Suggested video shot list

  1. Open on the SPEC issue (#1) on screen. “This is the entire contract.”
  2. Cut to the GitHub PRs page filtered to “wave” — show the 10 wave PRs. “This is what came out of it.”
  3. Show the agent-teams docs page (code.claude.com/docs/en/agent-teams). “This is the primitive that made parallel cheap.”
  4. Show the TeamCreate JSON (in this report). “One call.
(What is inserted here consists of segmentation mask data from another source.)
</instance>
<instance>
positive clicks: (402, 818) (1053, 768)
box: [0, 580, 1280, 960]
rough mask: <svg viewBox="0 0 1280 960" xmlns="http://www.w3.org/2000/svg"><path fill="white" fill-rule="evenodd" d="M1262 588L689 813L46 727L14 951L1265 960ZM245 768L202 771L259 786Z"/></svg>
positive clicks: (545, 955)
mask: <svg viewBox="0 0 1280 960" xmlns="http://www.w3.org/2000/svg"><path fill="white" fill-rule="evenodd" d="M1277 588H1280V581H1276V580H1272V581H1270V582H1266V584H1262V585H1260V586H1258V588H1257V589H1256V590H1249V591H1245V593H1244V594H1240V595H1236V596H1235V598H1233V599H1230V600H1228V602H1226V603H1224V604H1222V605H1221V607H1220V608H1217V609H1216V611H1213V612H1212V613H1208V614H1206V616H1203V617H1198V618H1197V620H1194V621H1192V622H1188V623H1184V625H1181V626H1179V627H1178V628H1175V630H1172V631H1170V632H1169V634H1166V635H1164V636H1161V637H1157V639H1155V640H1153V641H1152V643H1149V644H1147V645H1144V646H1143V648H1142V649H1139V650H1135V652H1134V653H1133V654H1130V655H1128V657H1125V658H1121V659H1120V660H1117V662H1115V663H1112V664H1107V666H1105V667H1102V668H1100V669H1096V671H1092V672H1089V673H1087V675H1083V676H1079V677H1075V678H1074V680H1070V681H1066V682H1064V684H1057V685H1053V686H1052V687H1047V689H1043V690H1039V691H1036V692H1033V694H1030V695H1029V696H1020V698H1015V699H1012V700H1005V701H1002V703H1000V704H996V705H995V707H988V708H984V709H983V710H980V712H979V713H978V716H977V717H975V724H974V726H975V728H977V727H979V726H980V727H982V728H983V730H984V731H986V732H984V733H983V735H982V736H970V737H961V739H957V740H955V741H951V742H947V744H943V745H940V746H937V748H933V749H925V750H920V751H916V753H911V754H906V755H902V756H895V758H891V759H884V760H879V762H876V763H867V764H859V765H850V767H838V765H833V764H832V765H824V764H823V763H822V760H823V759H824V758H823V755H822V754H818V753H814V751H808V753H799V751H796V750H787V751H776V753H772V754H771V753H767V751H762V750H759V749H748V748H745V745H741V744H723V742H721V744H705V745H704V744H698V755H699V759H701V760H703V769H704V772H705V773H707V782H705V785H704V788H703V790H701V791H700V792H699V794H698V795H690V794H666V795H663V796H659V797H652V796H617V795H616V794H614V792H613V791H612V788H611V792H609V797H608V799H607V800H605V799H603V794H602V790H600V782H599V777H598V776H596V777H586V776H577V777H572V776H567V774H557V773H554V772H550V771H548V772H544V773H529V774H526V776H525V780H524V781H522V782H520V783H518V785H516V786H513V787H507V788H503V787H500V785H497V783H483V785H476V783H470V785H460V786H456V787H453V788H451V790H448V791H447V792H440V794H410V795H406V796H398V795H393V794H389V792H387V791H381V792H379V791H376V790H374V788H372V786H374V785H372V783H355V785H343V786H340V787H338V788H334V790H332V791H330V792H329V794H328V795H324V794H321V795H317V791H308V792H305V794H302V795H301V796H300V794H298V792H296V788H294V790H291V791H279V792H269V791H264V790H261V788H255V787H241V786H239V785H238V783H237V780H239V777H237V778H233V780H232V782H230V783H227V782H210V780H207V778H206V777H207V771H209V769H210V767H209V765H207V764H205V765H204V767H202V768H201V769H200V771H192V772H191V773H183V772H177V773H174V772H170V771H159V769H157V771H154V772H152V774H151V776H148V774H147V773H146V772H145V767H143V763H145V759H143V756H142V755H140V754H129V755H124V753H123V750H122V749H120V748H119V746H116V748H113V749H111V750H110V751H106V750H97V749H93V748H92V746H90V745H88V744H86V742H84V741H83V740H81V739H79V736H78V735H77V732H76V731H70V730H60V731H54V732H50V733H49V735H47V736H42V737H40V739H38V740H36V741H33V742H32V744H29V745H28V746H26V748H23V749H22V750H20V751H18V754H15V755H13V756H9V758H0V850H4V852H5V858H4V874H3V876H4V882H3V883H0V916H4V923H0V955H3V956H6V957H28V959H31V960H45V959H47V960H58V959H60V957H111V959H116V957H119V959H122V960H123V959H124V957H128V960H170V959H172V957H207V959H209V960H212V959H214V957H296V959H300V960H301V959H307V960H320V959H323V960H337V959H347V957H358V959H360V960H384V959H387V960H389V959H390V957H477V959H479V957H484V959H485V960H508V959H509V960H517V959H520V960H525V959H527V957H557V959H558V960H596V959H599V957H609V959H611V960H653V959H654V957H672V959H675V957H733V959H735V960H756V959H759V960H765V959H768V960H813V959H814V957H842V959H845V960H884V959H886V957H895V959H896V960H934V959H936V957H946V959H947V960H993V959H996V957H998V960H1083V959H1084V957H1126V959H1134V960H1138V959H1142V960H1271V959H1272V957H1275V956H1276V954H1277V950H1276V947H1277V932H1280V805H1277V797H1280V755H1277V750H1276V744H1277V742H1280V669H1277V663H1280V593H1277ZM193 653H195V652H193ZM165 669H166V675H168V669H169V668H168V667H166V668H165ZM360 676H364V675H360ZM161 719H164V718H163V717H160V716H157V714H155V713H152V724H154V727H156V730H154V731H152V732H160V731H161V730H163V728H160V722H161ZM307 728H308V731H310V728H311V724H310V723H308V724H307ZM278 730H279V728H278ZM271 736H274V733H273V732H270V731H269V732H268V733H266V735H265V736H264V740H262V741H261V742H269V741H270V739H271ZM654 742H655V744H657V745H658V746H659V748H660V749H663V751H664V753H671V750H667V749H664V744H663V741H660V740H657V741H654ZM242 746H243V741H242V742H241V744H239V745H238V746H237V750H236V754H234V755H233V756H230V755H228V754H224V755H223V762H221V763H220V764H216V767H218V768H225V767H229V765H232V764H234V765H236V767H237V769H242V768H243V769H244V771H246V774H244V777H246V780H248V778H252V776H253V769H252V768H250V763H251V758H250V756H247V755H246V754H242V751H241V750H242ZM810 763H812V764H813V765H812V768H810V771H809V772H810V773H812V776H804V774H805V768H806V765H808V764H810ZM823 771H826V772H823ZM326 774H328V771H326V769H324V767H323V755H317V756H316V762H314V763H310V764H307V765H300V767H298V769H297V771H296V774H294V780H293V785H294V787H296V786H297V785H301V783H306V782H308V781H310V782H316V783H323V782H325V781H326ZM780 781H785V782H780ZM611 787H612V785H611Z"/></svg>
One team.”
  5. Walk through one wave — pick wave 5 (Helmholtz/MDL/Imax/fast-weights, 6 stubs). Show the 6 teammate names, the 6 PRs, the merged commit.
  6. Show a single per-stub README (e.g., encoder-4-2-4) — show how it satisfies all 8 spec sections.
  7. Show the v1 gap analysis issue at the end. “v1 = correctness. v1.5 = paper parity. v2 = energy.”
  8. Close on the bottom-line numbers (53 / 30 hr / 800k / 1 spec / 11 waves).

Generated from the live session log on 2026-05-04. Throwaway artifact — delete after the video is recorded.